Saturday, June 30, 2012

I didn't lose anything... the Waldo Canyon Fire.  I am safe, my family is safe, no material possessions or homes have been lost, for me and mine.  We are so, so blessed.

You may have heard about it on the news.  Last Tuesday, June 26, 2012, the wildfire that had been burning outside of Colorado Springs decided to jump right outta Queen's Canyon, and into a neighborhood called Mountain Shadows.

I remember sometime in the middle '80's, when Mountain Shadows was the location of the annual Parade of Homes.  We went, my family and I, and ooo-ed and ahh-ed at the posh living quarters that were being shown off.  It was considered a far outskirt of Colorado Springs, unincorporated at that point, I imagine.  I remember begging my mom, please, puh-leeeeze, let us live here, in one of these beautiful, perfect homes.  I didn't understand then that we couldn't afford it - all I knew is that I had walked into a real-life Barbie dream home (well, mountain chalet, at least).  My, how I and my little town have grown.

But that subdivision has been decimated.  Destroyed.  Devastated.  There aren't enough of, or the right kind of, words, to describe the level of destruction there.  354 homes, gone.  Burned down to the ground.  It's just, well, honestly, when I see the pictures of it and the flyovers, I'm speechless.  I know it's cliche, but it's true - it's like a horrific war movie, only no, this is real, this really happened.  It's overwhelming.

And 2 people are gone.  No one knows right now why, why they were in their home when the evacuations went out, why they didn't leave, why they didn't or couldn't get out.  I don't know who they are - I'm sure that information won't be released for weeks - but the family knows.  And my heart is floating somewhere out there, seeking them out, wishing I could say or do anything that would lighten the burden for them, the pain they feel.

It's seeking out the policeman or policewoman that had to track that family down, in all the chaos of the evacuations, to tell them the news.  It's seeking out the firefighters, who faced an unconquerable monster, who stood as David against 1000 Goliaths, hoping that everyone had gotten out alright, only to find out that no, for 2 people, they didn't.  It continues to seek out those same firefighters, and Army men, and Guardsmen, and Air Force personnel, and everyone who has come to help, who refuse to succumb to grief, for now, just for now, so that they can continue to protect us.

And it's seeking out the people that are still under mandatory evacuation, who are tired, frustrated, and lost right now, because the future of their home, their rock, is still uncertain.  They are drifters at the moment, and completely at the mercy of the fire.  That's a horrible place to be.

My heart is flying all over this city of mine, with love, with grief, with tears, with complete and utter gratitude.

I did an art journal page about this.  It's not good art, but somehow, painting homes, painting trees, painting fire, painting smoke, it helped a little.  Next, I will paint rain, and pray that it will wash over us all.


Sue's Thoughts said...

Beautifully expressed ... my heart soars with yours, trying to help.

Cynthia Hanna said...

Kristina, you described your thoughts and feelings so perfectly!

I lived through the Oakland hills fires and the devastating earthquake in California in 1989 and your words in this post so totally reflect my thoughts and reactions then.

My heart joins yours because I so totally understand its journey.
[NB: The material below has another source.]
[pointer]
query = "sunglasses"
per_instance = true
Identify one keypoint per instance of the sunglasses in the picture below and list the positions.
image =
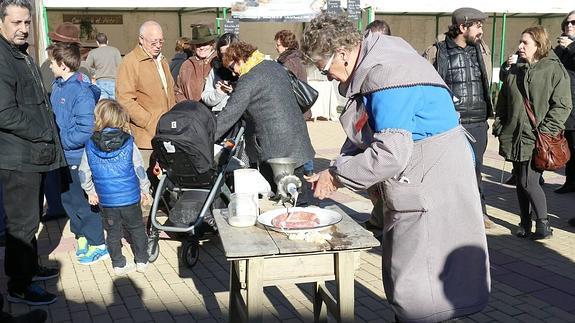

With love and gratitude - thank you.

Michelle Jaramillo said...

Beautiful post, it brought tears to my eyes. I am thankful that you, your family, and homes are safe. I am also thankful that my family in Colorado Springs also all avoided tragedy.

The devastation is heart wrenching, especially the loss of two precious lives.

My heart also joins yours, prayers and love to all whom suffered the devastation of this fire.

Natasha said...

My thoughts are with you. So scary, I can't even imagine.